At the heart of the concept of populism is the distinction between “popular” and “populist”. Jawaharlal Nehru and Barack Obama were popular, winning huge electoral majorities, but they were not populists. In their political conduct were absent the core ideas of populism: That democracy is primarily about elections, and the customary institutions of oversight — the press, judiciary, intelligence agencies etc — which normally constrain democratic governments between electionsmust follow electoral verdicts, not the law; that some leaders authentically represent the wishes of the masses, while others are corrupt and moral crooks to be tamed by the state and mass hysteria; that charisma is higher than the law; that the constitution matters less than a crusade on behalf of the masses.
These populist ideas can take two forms: Populism of the left, and populism of the right. The former, economic at its core, pursues economic redistribution on behalf of the poor. The latter, culturally oriented, believes that the majority community owns the nation, and minorities are dependents and supplicants, not carriers of rights.
In India, Indira Gandhi was the best example of left-wing populism. She combined “garibi hatao(remove poverty)” and electoral primacy, with attacks on the press and judiciary, and a demonisation of political opponents, both within and outside the party. Arguing that she, and she alone, embodied the people’s wishes, she went to the extent of suspending democracy, calling the emergency a true expression of popular will.
India has not had right-wing populism in power at the Centre, nor is Modi a typical representative of such populism. He belongs to a hybrid category. Like Indira Gandhi, he privileges electoral majorities over everything else, is hostile to the idea of an independent press and distrustful of courts, and courts mass adulation.
But he is different from Indira Gandhi in that, unlike her, he has a Hindu majoritarian view of the nation and is deeply unsympathetic to minorities. Absent in Indira Gandhi, racial or religious majoritarianism is a defining element of right-wing populism. The hostility of Trump, for example, to Hispanics, Blacks and Muslims, and that of European populists to minorities and immigrants is all too evident.

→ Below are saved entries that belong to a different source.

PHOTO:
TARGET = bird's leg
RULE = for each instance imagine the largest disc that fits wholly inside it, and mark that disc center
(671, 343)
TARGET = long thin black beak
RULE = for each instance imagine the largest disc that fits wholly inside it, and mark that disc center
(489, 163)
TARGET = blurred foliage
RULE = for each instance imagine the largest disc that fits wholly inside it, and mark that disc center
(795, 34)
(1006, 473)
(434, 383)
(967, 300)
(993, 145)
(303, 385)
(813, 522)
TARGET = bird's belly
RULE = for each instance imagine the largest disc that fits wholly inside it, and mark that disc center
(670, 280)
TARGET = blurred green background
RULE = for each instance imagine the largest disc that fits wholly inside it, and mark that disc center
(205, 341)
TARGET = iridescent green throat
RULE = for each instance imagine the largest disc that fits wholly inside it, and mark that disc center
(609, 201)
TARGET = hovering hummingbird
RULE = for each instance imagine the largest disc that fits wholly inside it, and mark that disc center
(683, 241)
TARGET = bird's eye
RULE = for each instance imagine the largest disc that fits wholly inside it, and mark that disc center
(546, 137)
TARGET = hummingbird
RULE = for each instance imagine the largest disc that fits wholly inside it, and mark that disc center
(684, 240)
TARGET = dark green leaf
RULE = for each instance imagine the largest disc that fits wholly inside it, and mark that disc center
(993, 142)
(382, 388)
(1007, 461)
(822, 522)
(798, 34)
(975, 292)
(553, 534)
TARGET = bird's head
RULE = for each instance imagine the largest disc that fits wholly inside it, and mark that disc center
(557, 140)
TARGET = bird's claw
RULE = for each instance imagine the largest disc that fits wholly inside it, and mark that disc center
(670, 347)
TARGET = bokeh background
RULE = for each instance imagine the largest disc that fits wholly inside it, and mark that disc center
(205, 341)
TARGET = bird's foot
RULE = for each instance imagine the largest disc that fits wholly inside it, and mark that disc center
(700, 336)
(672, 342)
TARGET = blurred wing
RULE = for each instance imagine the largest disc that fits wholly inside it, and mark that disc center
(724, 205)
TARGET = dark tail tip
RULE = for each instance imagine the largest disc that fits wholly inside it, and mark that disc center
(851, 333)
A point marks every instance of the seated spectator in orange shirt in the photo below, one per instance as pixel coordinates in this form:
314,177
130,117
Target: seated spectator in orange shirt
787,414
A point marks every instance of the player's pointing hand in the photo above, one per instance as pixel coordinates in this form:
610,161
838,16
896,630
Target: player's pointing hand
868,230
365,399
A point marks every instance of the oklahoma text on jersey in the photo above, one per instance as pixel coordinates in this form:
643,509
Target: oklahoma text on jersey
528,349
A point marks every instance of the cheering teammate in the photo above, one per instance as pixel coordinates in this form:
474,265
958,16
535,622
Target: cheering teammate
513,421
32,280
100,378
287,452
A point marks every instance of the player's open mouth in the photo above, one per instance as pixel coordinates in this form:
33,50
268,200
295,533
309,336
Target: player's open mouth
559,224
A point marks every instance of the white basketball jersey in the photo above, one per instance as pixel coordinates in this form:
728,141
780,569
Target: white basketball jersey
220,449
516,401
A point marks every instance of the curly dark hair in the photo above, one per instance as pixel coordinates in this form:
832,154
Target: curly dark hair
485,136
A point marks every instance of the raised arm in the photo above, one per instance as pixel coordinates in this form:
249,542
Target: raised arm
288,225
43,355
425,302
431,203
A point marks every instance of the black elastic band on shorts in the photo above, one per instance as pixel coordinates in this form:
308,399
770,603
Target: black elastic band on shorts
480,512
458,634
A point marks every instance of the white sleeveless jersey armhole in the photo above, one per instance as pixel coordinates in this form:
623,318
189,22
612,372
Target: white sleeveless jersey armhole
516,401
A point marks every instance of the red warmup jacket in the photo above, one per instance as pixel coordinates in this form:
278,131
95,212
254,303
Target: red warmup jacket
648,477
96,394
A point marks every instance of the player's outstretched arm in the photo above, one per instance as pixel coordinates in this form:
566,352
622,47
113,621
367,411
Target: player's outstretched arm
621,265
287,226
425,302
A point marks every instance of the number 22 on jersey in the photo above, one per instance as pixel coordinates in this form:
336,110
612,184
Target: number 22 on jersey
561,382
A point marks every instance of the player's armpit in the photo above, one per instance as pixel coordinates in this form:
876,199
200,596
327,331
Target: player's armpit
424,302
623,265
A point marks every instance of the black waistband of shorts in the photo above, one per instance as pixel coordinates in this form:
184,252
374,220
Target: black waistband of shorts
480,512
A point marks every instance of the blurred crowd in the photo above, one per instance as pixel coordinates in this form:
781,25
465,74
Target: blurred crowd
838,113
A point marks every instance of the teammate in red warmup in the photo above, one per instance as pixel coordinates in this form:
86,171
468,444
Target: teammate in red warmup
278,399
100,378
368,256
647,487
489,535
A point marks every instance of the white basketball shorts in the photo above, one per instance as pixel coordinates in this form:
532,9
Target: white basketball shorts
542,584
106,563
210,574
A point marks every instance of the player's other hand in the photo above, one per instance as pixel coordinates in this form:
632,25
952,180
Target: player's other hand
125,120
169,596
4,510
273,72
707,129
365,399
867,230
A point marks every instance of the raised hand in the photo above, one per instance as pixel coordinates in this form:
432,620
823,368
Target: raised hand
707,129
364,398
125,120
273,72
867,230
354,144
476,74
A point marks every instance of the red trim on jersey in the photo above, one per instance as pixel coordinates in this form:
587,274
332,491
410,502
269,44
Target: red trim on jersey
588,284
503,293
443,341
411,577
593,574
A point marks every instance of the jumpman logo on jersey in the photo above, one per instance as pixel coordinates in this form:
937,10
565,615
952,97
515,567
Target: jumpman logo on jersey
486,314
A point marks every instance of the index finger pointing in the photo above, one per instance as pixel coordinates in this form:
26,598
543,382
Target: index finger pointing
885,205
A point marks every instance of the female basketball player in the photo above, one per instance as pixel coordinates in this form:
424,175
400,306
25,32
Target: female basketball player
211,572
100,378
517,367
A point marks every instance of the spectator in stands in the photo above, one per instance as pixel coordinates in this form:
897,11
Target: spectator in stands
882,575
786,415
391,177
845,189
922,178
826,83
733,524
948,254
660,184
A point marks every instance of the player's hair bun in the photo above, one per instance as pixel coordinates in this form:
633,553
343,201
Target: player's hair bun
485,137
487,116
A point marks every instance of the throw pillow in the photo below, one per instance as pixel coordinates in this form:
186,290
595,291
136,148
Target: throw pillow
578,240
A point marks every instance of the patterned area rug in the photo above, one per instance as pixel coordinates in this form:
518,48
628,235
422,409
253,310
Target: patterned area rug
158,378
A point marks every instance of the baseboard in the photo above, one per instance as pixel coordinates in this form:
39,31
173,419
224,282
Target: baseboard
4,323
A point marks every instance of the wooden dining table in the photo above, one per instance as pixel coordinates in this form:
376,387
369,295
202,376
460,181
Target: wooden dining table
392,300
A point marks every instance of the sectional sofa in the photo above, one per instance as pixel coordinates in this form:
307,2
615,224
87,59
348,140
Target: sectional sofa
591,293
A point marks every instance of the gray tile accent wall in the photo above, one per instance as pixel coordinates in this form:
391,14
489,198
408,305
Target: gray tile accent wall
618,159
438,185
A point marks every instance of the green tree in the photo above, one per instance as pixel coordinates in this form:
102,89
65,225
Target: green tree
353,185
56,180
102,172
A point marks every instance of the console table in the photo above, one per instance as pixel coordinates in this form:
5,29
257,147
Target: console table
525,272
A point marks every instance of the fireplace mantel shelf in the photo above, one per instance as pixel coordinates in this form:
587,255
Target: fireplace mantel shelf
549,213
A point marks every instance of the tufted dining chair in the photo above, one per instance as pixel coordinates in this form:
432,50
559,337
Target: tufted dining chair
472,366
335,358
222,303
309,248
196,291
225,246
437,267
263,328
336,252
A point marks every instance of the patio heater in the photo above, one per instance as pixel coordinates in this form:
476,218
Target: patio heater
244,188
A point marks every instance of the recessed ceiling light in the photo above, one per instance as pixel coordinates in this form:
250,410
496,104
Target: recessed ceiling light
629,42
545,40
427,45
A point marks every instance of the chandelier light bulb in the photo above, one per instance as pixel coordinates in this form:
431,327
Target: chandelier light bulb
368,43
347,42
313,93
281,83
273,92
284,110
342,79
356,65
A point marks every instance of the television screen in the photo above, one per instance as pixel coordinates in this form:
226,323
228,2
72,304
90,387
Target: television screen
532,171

Modi’s economics, however, does not align with the standard populism of the right, which relies heavily on markets and/or business classes to steer economic progress. His economic policy does have pro-market elements (new bankruptcy laws, reform of indirect taxes) and he has also not been able to hide his pro-business proclivities, but his economics concomitantly also has non-market “people oriented” elements (bank accounts for the poor, modern toilets for all, doubling farm income, farm loan waivers). Moreover, he justified demonetisation in terms of mass welfare. It is another matter that the masses have been badly hurt.
In this newspaper, Ram Madhav, a national general secretary of the BJP, summed up Modi’s appeal thus: “The mob, humble people of the country, are behind Modi… They are enjoying it” (IE, August 15). How should one react?
A populist can celebrate mob rule. But a democrat cannot. He knows that mobs are not always right: Untouchability, after all, was popular in India, as was lynching of blacks in the American south. That is why all modern democracies constrain mob sentiments with constitutions and laws. Populism and democracy are not to be confused. A conflation of mobs and democracy only leads to frequent vigilante violence, an undermining of the press and judiciary, and a weakening of law-based governance.
Would that be good for the country? This question has moved to India’s political centrestage.